Of course, you should always be happy to earn 25 percent per year with your investments, but such a return can’t be sustained and encourages speculation. This artificial stimulation by the Fed resulted in the following:
More and more people depleted their savings. After all, why settle for 1–3 percent in the bank when you can get 25 percent in the stock market?
More and more people bought on credit. If the economy is booming, why not buy now and pay later? Consumer credit hit record highs.
More and more people borrowed against their homes. Why not borrow and get rich now? I can pay off my debt later was at the forefront of these folks’ minds at the time.
More and more companies sold more goods as consumers took more vacations and bought SUVs, electronics, and so on. Companies then borrowed to finance expansion, open new stores, and so on.
More and more companies went public and offered stock to take advantage of the increase in money that was flowing to the markets from banks and other financial institutions.
In the end, spending started to slow down because consumers and businesses became too indebted. This slowdown in turn caused the sales of goods and services to taper off. Companies were left with too much overhead, capacity, and debt because they had expanded too eagerly.
At this point, businesses were caught in a financial bind. Too much debt and too many expenses in a slowing economy mean one thing: Profits shrink or disappear. To stay in business, companies had to do the logical thing — cut expenses. Many companies started laying off employees. As a result, consumer spending dropped further because more people were either laid off or had second thoughts about their own job security.
As people had little in the way of savings and too much in the way of debt, they had to sell their stock to pay their bills.
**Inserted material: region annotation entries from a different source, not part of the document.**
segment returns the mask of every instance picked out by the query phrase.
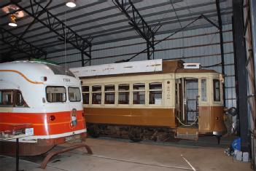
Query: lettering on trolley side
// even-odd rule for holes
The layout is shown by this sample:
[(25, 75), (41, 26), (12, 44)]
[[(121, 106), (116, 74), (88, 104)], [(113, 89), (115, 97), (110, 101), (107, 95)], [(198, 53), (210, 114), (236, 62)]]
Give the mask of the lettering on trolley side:
[(64, 78), (64, 79), (63, 79), (63, 81), (64, 81), (64, 82), (70, 82), (70, 79), (66, 79), (66, 78)]

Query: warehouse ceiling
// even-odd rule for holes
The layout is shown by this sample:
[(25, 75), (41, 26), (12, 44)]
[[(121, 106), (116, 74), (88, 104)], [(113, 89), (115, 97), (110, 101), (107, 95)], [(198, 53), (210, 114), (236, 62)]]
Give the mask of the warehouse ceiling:
[[(15, 5), (13, 1), (18, 5)], [(61, 28), (58, 25), (53, 27), (50, 31), (42, 24), (44, 22), (50, 23), (48, 20), (49, 13), (41, 12), (40, 8), (38, 8), (37, 13), (35, 13), (36, 16), (38, 15), (38, 20), (34, 19), (26, 12), (26, 10), (31, 12), (31, 4), (34, 7), (34, 9), (36, 9), (36, 2), (70, 28), (69, 30), (66, 28), (66, 33), (74, 31), (86, 44), (91, 43), (93, 47), (96, 44), (140, 37), (128, 23), (127, 17), (112, 0), (77, 0), (77, 7), (74, 8), (66, 7), (63, 0), (13, 1), (9, 0), (0, 1), (1, 58), (8, 56), (16, 59), (15, 55), (23, 53), (22, 50), (28, 49), (28, 46), (25, 46), (21, 47), (23, 48), (21, 51), (19, 50), (17, 47), (20, 47), (20, 44), (33, 46), (33, 49), (36, 51), (36, 54), (38, 52), (39, 53), (46, 52), (49, 54), (63, 50), (65, 41), (61, 36), (63, 35), (61, 30), (65, 28)], [(160, 25), (155, 33), (156, 35), (173, 33), (185, 27), (201, 15), (203, 15), (210, 21), (218, 25), (215, 0), (133, 0), (132, 2), (152, 29)], [(220, 0), (220, 4), (222, 25), (231, 23), (232, 1)], [(131, 14), (130, 9), (128, 12)], [(11, 14), (16, 16), (17, 27), (8, 25)], [(58, 23), (56, 20), (52, 22)], [(186, 30), (208, 27), (211, 25), (212, 25), (209, 20), (202, 17), (190, 25)], [(4, 39), (3, 34), (5, 34)], [(20, 41), (17, 41), (17, 38), (20, 38)], [(73, 39), (71, 41), (74, 42), (74, 38), (71, 39)], [(66, 49), (75, 49), (75, 46), (68, 41)], [(7, 41), (10, 41), (10, 44), (7, 44)], [(80, 45), (78, 45), (80, 47)], [(85, 47), (86, 48), (88, 47)], [(28, 53), (24, 53), (24, 57), (26, 55), (28, 55)]]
This trend was a major reason that stocks started to fall in 2000. Earnings started to drop because of shrinking sales from a sputtering economy. As earnings fell, stock prices also fell.
The lessons from the 1990s and 2000s are important ones for investors today:
Stocks are not a replacement for savings accounts. Always have some money in the bank.
Stocks should never occupy 100 percent of your investment funds.
When anyone (including an expert) tells you that the economy will keep growing indefinitely, be skeptical and read diverse sources of information.
If stocks do well in your portfolio, consider protecting your stocks (both your original investment and any gains) with stop-loss orders.
Keep debt and expenses to a minimum.
If the economy is booming, a decline is sure to follow as the ebb and flow of the economy’s business cycle continues.